The World Bank’s pandemic bond was structured with two classes. The $95 million class-B tranche pays out first, and can be reduced to zero by a coronavirus payout. There is a greater hurdle for payout from the $225 million class-A tranche, and the loss here is capped at 16.67%, or $37.5 million.

At 250 IBRD/IDA deaths within the time frame, and assuming the rolling case and growth rate requirements have been met, the class-B tranche suffers principal reduction of 37.5% in the case of a regional outbreak and 43.75% in the event of a global outbreak. At 750 deaths, this rises to a 75% loss for regional and 87.5% for global. At 2,500 deaths the entire tranche is lost.

The rolling deaths hurdle for the class-A tranche is 2,500, which has already been met, meaning that as things stand, the class-B tranche would be completely wiped out and the class-A tranche would suffer its maximum principal reduction of 16.67%.

In late February, the class-B bonds were marked at about 45, while the class-A were at between 90 and par.

The difference between the maximum $195.8 million assistance available to countries in the case of coronavirus and the maximum bondholder losses of $132.5 million is accounted for by the concurrent reinsurance swap.

Cash window depleted

The World Bank’s pandemic bond was the largest and most innovative part of a broader response programme set up by the multinational organization, called the Pandemic Emergency Facility (PEF). 

It was implemented in response to what was widely recognised within the World Bank and the World Health Organization to have been a slow and ineffective reaction to a bad outbreak of Ebola in 2014.

The PEF has two parts: a cash window and an insurance window. The cash window, which is intended to be sized at $50 million to $100 million, is funded by donor countries and has more lenient triggers than the insurance window. 

The insurance window is $425 million and was funded by capital markets issuance – the $320 million bond and the $105 million swap. Bond coupons are paid for by the PEF (passed through to donor governments) and by the World Bank. 

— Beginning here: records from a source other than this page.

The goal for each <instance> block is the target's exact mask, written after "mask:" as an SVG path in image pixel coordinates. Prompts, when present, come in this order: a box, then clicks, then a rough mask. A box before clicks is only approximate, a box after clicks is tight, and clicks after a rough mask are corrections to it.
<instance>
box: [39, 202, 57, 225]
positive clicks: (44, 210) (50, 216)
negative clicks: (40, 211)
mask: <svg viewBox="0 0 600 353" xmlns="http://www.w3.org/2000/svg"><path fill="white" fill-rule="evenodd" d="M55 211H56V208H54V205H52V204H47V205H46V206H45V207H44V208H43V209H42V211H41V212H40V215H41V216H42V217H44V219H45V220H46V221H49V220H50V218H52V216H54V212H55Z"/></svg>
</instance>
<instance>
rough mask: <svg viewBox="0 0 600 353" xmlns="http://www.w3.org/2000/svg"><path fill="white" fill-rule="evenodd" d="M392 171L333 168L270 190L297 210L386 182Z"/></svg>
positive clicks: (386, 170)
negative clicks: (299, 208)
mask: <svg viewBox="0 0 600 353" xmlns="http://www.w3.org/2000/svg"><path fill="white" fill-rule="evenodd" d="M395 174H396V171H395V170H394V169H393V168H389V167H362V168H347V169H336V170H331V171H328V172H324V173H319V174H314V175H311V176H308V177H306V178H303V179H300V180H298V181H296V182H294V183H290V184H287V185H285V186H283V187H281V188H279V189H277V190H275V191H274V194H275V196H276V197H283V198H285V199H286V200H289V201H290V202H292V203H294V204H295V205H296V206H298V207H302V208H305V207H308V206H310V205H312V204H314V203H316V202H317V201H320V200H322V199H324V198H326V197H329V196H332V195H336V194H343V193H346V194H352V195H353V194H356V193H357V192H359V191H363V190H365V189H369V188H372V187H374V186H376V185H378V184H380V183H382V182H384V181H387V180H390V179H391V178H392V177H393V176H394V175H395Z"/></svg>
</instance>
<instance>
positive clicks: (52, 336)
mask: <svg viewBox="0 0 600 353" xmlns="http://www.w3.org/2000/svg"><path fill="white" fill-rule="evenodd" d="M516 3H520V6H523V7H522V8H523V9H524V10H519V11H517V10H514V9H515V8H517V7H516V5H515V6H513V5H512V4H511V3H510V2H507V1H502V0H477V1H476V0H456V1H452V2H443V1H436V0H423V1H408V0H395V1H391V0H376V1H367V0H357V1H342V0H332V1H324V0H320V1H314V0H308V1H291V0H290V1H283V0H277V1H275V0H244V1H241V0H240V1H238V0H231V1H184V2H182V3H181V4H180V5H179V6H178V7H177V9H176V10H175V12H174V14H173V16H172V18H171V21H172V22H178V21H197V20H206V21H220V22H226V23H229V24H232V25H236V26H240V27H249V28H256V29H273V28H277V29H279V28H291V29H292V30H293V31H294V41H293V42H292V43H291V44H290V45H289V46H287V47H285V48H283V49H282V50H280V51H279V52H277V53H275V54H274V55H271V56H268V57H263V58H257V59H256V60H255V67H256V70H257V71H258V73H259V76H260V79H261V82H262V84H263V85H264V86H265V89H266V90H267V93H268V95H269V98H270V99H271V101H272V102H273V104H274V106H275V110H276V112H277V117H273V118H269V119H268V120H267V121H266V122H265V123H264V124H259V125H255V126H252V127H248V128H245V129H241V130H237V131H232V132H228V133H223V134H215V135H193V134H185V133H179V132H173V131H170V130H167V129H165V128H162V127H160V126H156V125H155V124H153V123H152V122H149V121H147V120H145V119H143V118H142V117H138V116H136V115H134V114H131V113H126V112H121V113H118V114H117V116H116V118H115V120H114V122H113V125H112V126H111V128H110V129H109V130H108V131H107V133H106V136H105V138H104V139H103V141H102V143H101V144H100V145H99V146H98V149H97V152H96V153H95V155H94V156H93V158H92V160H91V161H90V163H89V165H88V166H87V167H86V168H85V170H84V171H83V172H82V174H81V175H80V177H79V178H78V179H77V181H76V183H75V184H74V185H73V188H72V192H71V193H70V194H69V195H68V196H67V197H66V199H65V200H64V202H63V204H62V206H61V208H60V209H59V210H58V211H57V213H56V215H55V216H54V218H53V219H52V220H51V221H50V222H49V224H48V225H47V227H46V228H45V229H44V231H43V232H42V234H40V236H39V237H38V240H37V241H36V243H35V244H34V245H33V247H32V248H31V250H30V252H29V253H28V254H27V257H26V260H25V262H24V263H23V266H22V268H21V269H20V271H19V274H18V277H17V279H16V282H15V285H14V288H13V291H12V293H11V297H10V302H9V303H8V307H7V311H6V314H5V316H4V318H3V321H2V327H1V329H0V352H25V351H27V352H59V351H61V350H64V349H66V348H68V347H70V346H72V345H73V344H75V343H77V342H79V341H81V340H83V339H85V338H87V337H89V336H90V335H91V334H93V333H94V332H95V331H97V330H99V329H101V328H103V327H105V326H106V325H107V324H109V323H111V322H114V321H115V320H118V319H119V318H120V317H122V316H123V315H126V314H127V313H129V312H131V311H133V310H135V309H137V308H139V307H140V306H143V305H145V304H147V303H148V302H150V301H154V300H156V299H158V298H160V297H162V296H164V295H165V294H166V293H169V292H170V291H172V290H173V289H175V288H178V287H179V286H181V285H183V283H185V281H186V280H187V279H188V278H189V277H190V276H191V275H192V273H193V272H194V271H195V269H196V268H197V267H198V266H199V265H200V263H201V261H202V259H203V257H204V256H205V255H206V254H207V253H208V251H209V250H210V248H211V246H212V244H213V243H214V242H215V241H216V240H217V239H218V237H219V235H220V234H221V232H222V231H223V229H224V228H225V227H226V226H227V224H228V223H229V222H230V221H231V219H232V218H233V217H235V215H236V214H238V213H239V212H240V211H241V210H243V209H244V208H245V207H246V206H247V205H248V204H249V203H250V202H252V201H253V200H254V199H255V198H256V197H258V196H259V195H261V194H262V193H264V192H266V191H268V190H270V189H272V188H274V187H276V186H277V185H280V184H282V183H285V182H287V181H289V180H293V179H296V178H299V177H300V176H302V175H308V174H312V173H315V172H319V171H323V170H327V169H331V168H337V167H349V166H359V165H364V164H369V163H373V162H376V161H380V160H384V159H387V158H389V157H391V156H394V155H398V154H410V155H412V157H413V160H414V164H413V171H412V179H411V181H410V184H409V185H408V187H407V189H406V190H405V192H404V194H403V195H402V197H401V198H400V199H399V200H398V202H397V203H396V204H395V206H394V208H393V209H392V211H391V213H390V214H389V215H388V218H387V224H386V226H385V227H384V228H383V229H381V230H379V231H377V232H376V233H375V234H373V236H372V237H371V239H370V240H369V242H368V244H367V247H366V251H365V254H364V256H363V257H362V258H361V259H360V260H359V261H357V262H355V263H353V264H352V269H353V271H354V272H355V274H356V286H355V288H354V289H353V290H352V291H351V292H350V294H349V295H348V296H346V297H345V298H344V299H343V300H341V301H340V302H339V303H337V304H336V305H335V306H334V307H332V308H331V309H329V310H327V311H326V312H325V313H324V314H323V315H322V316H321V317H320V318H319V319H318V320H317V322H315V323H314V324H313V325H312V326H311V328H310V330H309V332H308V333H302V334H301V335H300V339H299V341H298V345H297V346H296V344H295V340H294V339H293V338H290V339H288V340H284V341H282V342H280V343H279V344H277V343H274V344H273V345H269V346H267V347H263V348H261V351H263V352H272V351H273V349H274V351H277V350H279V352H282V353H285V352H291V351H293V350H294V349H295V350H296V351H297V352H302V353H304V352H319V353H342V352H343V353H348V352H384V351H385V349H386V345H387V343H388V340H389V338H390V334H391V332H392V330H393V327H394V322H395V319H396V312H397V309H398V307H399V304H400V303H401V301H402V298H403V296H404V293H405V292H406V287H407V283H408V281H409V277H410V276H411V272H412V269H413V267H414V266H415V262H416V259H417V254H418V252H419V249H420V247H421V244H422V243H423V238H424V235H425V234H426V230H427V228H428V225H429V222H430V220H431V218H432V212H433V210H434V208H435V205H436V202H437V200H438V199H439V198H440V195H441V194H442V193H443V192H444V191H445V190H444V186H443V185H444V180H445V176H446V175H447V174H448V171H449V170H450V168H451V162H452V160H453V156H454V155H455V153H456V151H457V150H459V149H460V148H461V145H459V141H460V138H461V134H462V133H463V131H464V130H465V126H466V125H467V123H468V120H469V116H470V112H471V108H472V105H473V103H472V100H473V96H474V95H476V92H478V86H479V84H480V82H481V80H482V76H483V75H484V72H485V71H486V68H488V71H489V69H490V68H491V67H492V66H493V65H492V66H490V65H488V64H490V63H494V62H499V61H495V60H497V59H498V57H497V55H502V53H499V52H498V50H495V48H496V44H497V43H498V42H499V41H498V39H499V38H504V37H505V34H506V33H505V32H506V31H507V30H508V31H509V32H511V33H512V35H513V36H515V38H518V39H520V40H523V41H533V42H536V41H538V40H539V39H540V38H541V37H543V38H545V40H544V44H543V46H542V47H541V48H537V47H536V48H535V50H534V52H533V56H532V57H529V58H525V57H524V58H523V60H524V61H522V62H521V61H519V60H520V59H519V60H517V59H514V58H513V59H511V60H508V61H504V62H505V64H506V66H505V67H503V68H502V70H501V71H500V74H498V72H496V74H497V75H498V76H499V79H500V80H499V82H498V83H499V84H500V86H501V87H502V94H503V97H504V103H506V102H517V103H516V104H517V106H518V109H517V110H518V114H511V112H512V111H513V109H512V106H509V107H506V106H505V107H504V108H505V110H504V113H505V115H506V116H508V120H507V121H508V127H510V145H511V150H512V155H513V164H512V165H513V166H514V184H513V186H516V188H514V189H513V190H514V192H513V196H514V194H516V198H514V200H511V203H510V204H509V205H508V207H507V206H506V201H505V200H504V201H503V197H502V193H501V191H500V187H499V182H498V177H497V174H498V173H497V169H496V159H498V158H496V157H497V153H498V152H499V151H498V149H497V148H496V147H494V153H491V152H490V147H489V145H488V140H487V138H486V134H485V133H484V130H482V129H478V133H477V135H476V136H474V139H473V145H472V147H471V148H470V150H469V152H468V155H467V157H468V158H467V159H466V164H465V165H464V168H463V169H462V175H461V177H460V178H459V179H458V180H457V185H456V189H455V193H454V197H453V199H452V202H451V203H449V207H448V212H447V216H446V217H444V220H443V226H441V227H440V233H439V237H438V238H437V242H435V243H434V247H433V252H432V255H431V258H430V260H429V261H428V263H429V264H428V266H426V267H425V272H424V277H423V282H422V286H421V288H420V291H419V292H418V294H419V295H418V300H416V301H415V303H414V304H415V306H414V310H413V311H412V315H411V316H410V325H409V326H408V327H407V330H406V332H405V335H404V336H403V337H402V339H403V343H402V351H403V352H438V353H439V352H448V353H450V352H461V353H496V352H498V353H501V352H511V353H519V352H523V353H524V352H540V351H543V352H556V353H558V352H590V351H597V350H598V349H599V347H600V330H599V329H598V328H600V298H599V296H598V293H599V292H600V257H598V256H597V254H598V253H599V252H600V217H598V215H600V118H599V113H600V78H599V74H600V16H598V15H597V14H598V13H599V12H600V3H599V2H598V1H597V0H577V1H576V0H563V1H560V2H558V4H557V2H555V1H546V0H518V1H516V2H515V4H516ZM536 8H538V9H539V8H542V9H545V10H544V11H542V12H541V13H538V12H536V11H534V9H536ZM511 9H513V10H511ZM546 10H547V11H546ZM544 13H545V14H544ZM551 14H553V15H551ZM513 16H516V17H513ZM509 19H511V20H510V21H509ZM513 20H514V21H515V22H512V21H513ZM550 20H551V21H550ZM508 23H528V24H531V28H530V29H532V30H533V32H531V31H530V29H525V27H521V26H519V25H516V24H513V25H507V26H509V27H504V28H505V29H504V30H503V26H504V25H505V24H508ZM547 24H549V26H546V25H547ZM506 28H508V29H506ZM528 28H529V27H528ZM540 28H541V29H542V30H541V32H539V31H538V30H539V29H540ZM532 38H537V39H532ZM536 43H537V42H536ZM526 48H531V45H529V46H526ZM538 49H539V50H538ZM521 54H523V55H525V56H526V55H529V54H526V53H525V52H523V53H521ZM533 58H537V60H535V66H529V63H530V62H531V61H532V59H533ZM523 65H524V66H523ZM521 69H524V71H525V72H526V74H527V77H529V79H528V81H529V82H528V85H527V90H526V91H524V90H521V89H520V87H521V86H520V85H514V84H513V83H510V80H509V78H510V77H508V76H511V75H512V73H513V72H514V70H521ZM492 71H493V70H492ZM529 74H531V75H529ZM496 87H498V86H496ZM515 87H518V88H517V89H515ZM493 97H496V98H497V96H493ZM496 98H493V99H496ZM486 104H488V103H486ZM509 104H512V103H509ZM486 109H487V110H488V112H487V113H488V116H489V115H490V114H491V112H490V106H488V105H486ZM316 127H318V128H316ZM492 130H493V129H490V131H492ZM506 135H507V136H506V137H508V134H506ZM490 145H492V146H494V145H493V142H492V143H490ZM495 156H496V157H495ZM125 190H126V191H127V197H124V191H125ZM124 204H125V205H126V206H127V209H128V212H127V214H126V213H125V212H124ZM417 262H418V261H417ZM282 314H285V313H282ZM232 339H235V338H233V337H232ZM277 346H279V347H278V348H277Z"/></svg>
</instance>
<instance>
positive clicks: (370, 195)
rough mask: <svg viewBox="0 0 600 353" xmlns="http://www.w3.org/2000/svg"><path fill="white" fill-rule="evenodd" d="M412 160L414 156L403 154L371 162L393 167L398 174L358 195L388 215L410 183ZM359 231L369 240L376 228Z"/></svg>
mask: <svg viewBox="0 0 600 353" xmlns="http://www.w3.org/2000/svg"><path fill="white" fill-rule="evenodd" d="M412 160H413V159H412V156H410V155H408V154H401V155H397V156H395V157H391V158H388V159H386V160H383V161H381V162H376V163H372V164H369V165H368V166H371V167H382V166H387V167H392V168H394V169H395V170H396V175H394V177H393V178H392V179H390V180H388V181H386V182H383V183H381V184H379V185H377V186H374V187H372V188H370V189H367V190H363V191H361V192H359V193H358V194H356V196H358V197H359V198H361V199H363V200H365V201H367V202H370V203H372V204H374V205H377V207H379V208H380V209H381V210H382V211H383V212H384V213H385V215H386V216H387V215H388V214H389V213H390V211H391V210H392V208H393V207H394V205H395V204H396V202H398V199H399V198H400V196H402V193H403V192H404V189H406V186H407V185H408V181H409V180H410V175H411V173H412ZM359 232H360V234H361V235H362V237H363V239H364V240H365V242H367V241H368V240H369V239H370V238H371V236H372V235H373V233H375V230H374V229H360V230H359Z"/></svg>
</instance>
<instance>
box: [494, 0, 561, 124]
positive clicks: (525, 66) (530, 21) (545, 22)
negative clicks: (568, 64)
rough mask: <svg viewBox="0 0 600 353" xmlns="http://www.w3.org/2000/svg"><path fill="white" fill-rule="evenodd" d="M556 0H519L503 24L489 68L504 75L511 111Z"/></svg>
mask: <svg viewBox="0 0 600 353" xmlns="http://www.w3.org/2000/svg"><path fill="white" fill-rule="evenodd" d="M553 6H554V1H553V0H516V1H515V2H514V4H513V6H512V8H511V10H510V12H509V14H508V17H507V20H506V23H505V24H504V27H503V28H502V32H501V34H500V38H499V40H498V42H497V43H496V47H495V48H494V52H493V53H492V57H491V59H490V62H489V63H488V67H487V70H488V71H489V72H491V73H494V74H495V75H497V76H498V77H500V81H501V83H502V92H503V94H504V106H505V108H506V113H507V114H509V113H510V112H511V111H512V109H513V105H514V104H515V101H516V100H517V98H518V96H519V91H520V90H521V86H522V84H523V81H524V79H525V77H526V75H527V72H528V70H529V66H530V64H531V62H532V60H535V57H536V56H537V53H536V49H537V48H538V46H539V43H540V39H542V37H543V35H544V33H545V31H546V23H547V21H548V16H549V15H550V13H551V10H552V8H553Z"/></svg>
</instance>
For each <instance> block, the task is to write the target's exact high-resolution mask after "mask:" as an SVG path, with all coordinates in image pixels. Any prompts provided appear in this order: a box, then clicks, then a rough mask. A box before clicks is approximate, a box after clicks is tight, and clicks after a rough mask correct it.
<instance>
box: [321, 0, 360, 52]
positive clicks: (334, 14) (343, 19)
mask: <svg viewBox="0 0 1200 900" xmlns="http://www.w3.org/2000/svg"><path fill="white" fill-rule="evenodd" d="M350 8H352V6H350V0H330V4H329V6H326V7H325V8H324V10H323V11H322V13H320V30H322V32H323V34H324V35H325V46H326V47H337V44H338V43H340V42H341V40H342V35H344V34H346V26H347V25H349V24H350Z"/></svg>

The cash window should, in theory, pay out before the insurance window. For coronavirus, it can be triggered by 30 cases in an IDA country where human-to-human transmission can be confirmed, and 100 cases if not. The cases must have occurred within any four-week period within the six weeks prior to a request for assistance being made.

However, while the cash window was envisaged to be replenished each year, the World Bank has told Euromoney that as of March 2 it had not yet been replenished in 2020, meaning that a mere $2.7 million is currently available.

Since being put in place, the PEF’s cash window has been used three times – all to help fight Ebola. In May 2018 it contributed $11.4 million to the Ebola response in the Democratic Republic of Congo, which also received two further tranches of $20 million and $30 million for the outbreak in 2019.